Although he made the Yankees’ postseason roster, Ledee failed to log an at-bat during the ALDS and subsequently went 0-for-5 in the ALCS against the Indians.
Despite his lack of at-bats, Ledee was named as the team’s starting left fielder in Game 1 of the World Series. He responded by going 2-for-3 with a double, walk and two RBI. The left-handed hitter would go on to bat .600 (6-for-10) in the series with three doubles and four RBI as the Yankees dropped the Padres in four consecutive games.
9. Andruw Jones, OF, Atlanta Braves (1996)
Regarded as the top prospect in the game by Baseball America heading into the 1996 season, Jones earned a promotion to the major leagues in the middle of August after posting a 1.072 OPS with 34 home runs in 116 games across three minor league levels.
The 19-year-old showed flashes of greatness following his call-up by the Braves, batting .217/.265/.443 with five home runs and 13 RBI in 31 regular-season games. As expected—given his age and lack of professional experience—Jones struggled to control the strike zone at the highest level and ultimately fanned 29 times in 113 plate appearances.
Though Jones was named to the Braves’ postseason roster, the precocious outfielder served as a pinch hitter and late-inning defensive replacement during the NLDS and for most of the NLCS. However, when he was given the start in left field in the deciding Game 7 of the NLCS against the Cardinals, Jones made the most of the opportunity, going 2-for-4 with a home run and three RBI.

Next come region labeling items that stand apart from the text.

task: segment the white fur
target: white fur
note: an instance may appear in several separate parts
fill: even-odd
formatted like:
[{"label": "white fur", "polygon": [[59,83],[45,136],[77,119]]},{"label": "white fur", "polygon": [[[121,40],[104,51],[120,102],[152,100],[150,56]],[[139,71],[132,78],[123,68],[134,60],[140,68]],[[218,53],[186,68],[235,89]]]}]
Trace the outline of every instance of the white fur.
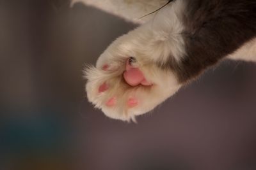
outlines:
[{"label": "white fur", "polygon": [[[86,71],[89,101],[111,118],[129,120],[154,109],[177,92],[182,85],[173,73],[159,69],[156,62],[164,63],[170,54],[179,61],[184,53],[180,35],[183,26],[179,18],[183,12],[182,1],[170,3],[152,21],[110,45],[100,56],[96,68],[90,67]],[[172,17],[168,17],[170,15]],[[122,73],[129,57],[136,59],[136,66],[140,67],[148,81],[153,83],[153,86],[131,87],[124,82]],[[110,66],[111,71],[101,69],[106,64]],[[109,89],[99,94],[99,87],[105,81],[109,85]],[[113,96],[117,99],[115,106],[106,106],[107,100]],[[127,107],[129,97],[138,99],[138,105]]]},{"label": "white fur", "polygon": [[256,62],[256,38],[245,43],[233,53],[227,57],[233,60]]},{"label": "white fur", "polygon": [[[136,116],[154,109],[175,93],[182,85],[178,83],[171,71],[160,69],[156,62],[161,61],[164,64],[170,54],[176,62],[184,55],[184,40],[180,35],[184,26],[180,22],[184,10],[183,0],[171,3],[157,12],[152,20],[110,45],[100,55],[96,67],[89,67],[85,71],[89,101],[108,117],[129,121],[134,120]],[[254,39],[227,58],[256,61],[255,54]],[[148,81],[153,83],[152,87],[132,87],[124,82],[122,73],[130,57],[136,59],[136,66],[140,67]],[[106,64],[109,66],[109,71],[102,70]],[[104,82],[107,82],[109,89],[99,94],[99,87]],[[114,96],[117,99],[116,104],[106,106],[107,101]],[[129,97],[137,98],[138,105],[129,108],[127,101]]]}]

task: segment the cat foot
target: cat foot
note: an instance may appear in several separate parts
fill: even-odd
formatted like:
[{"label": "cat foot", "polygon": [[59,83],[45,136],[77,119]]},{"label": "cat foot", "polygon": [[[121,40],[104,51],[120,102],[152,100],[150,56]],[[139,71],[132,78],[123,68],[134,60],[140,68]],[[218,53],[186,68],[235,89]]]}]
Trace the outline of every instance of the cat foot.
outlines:
[{"label": "cat foot", "polygon": [[134,57],[109,61],[86,73],[89,101],[115,119],[135,122],[136,116],[152,110],[176,90],[166,86],[172,81],[170,73]]}]

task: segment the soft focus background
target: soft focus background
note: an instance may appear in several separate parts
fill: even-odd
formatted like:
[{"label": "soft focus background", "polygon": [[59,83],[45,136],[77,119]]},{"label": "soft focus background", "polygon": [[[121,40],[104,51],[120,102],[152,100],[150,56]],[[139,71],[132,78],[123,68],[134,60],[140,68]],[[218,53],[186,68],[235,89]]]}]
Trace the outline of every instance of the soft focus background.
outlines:
[{"label": "soft focus background", "polygon": [[255,64],[225,61],[138,124],[111,120],[83,68],[136,25],[69,5],[0,0],[1,170],[256,169]]}]

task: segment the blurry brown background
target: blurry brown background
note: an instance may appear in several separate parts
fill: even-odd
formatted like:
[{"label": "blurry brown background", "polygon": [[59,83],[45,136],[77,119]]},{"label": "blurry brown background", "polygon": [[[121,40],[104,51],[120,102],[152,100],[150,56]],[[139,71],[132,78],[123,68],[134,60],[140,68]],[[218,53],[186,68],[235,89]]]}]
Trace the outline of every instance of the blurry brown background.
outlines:
[{"label": "blurry brown background", "polygon": [[68,0],[0,0],[0,169],[256,169],[256,65],[225,61],[138,124],[86,99],[83,68],[134,25]]}]

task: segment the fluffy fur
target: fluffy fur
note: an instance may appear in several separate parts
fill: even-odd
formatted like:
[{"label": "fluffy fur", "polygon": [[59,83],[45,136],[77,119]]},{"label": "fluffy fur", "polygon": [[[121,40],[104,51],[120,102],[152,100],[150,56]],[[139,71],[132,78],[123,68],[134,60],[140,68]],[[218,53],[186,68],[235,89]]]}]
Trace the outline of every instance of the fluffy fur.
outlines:
[{"label": "fluffy fur", "polygon": [[[224,58],[256,60],[256,2],[253,0],[176,0],[150,21],[115,40],[86,69],[89,101],[108,117],[135,120],[188,81]],[[152,86],[123,78],[130,57]],[[103,70],[105,64],[109,69]],[[99,87],[107,83],[102,93]],[[115,96],[114,106],[108,100]],[[138,104],[129,107],[135,97]]]}]

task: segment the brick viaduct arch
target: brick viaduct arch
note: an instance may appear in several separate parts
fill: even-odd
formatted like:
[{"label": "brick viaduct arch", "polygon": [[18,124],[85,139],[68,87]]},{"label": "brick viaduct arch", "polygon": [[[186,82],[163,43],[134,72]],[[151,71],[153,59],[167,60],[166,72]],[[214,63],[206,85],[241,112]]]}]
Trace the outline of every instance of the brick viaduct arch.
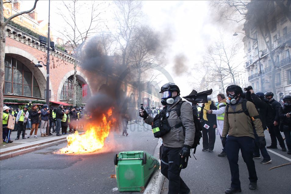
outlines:
[{"label": "brick viaduct arch", "polygon": [[[38,68],[34,66],[38,60],[29,53],[17,47],[6,46],[5,47],[5,54],[7,54],[21,61],[31,72],[33,70],[34,76],[38,84],[41,97],[45,98],[45,90],[46,89],[46,70],[44,68]],[[50,81],[49,81],[50,88],[52,87]],[[54,95],[53,90],[51,90],[52,98],[53,99]]]},{"label": "brick viaduct arch", "polygon": [[[61,95],[61,92],[62,92],[62,88],[65,82],[71,75],[74,74],[74,70],[72,70],[69,71],[65,75],[65,76],[63,78],[61,81],[59,85],[59,88],[58,89],[58,92],[57,94],[56,100],[57,101],[59,101],[60,97]],[[90,92],[90,93],[92,95],[92,91],[91,88],[91,85],[89,82],[89,80],[87,78],[87,77],[82,73],[77,71],[77,79],[81,81],[81,83],[86,83],[88,84],[88,88]]]}]

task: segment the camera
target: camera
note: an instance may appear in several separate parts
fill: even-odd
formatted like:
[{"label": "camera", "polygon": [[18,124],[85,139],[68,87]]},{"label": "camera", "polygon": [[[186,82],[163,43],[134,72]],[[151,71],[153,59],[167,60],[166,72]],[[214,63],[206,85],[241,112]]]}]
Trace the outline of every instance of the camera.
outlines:
[{"label": "camera", "polygon": [[253,89],[253,88],[251,86],[249,85],[247,88],[245,88],[243,89],[245,91],[250,91],[250,90]]}]

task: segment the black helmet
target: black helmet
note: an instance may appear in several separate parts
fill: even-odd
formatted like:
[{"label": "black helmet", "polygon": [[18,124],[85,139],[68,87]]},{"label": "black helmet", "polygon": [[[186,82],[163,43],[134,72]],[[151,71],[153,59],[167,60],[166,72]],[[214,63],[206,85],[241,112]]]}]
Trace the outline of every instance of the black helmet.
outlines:
[{"label": "black helmet", "polygon": [[169,83],[165,84],[162,86],[162,88],[161,88],[161,91],[160,92],[160,93],[162,93],[167,90],[176,91],[178,92],[178,95],[180,95],[180,89],[174,83]]},{"label": "black helmet", "polygon": [[291,100],[291,96],[289,95],[286,95],[286,96],[284,96],[284,97],[283,97],[283,100]]},{"label": "black helmet", "polygon": [[226,93],[227,93],[230,91],[234,91],[235,94],[240,94],[242,96],[242,89],[238,85],[232,85],[228,86],[226,88]]},{"label": "black helmet", "polygon": [[265,93],[264,95],[265,96],[272,96],[272,97],[274,96],[274,94],[271,92],[267,92]]},{"label": "black helmet", "polygon": [[255,94],[259,97],[259,98],[261,99],[264,99],[265,97],[264,93],[260,92],[258,92],[255,93]]}]

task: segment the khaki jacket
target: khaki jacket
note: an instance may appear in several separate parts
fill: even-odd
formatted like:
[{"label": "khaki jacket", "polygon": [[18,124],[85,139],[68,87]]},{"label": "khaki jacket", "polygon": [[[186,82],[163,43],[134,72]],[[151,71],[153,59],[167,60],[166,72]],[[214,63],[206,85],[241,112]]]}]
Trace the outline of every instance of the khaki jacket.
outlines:
[{"label": "khaki jacket", "polygon": [[[184,145],[192,146],[194,142],[195,134],[195,125],[193,120],[193,114],[191,105],[187,102],[184,102],[181,106],[181,120],[178,117],[176,111],[177,104],[181,101],[180,98],[168,110],[169,112],[168,121],[172,127],[171,131],[162,137],[163,143],[165,146],[172,148],[181,148]],[[146,123],[151,125],[153,118],[150,115],[145,119]],[[175,128],[175,126],[182,122],[185,129],[185,135],[184,135],[182,127]],[[185,137],[185,136],[186,137]]]},{"label": "khaki jacket", "polygon": [[[255,105],[249,102],[246,102],[246,108],[251,117],[257,117],[259,115],[258,111],[256,109]],[[229,106],[228,113],[239,111],[242,110],[242,103],[236,105],[236,110],[234,110],[231,106]],[[234,137],[250,137],[255,138],[253,129],[252,125],[251,119],[244,113],[235,114],[229,114],[225,112],[224,116],[223,130],[221,137],[228,135]],[[262,122],[259,118],[253,120],[257,133],[259,137],[265,137]]]}]

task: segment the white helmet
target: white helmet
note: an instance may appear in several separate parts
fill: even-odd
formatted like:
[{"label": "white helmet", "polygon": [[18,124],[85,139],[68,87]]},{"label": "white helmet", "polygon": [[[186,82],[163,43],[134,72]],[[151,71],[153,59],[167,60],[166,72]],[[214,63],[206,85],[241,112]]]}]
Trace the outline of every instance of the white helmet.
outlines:
[{"label": "white helmet", "polygon": [[7,109],[9,109],[9,108],[10,108],[7,106],[5,106],[3,107],[3,111],[4,111],[6,110]]}]

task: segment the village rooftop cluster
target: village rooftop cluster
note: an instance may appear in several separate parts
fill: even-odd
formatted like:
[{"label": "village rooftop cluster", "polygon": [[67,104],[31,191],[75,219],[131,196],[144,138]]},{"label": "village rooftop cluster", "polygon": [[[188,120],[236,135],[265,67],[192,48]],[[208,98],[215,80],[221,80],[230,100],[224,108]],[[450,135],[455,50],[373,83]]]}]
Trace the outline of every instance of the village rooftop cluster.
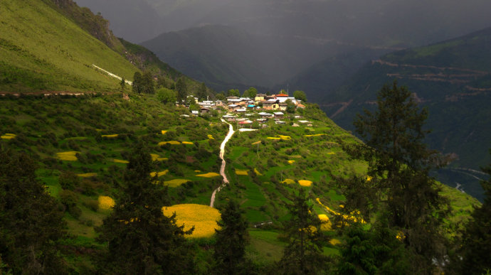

The rookie was back in left field for Game 1 of the World Series against the Yankees and, amazingly, picked up where he left off in the NLCS, going 3-for-4 with three runs scored, two home runs and five RBI. At 19 years old, Jones became the youngest player to hit a home run in the postseason (and obviously the World Series).
10. Willie McGee, OF, St. Louis Cardinals (1982)
Willie McGee made an immediate impact in the major leagues, batting .340 with nine extra-base hits, 21 RBI and eight stolen bases in 43 games following his debut early in the 1982 season. The 23-year-old ultimately finished the season with a .296/.318/.391 batting line, 24 extra-base hits and 24 stolen bases in 123 games, and he placed third in the NL Rookie of the Year voting.
McGee continued to swing a hot bat in the NLCS, posting a 1.154 OPS with two triples, a home run and five RBI in the Cardinals’ three-game sweep of the Braves. The speedy switch hitter didn’t fare as well in the World Series, as the Brewers pitchers allowed him to reach base seven times in 26 plate appearances.
However, McGee put himself in the record books with his 2-for-3, two-home run, four-RBI performance in Game 3.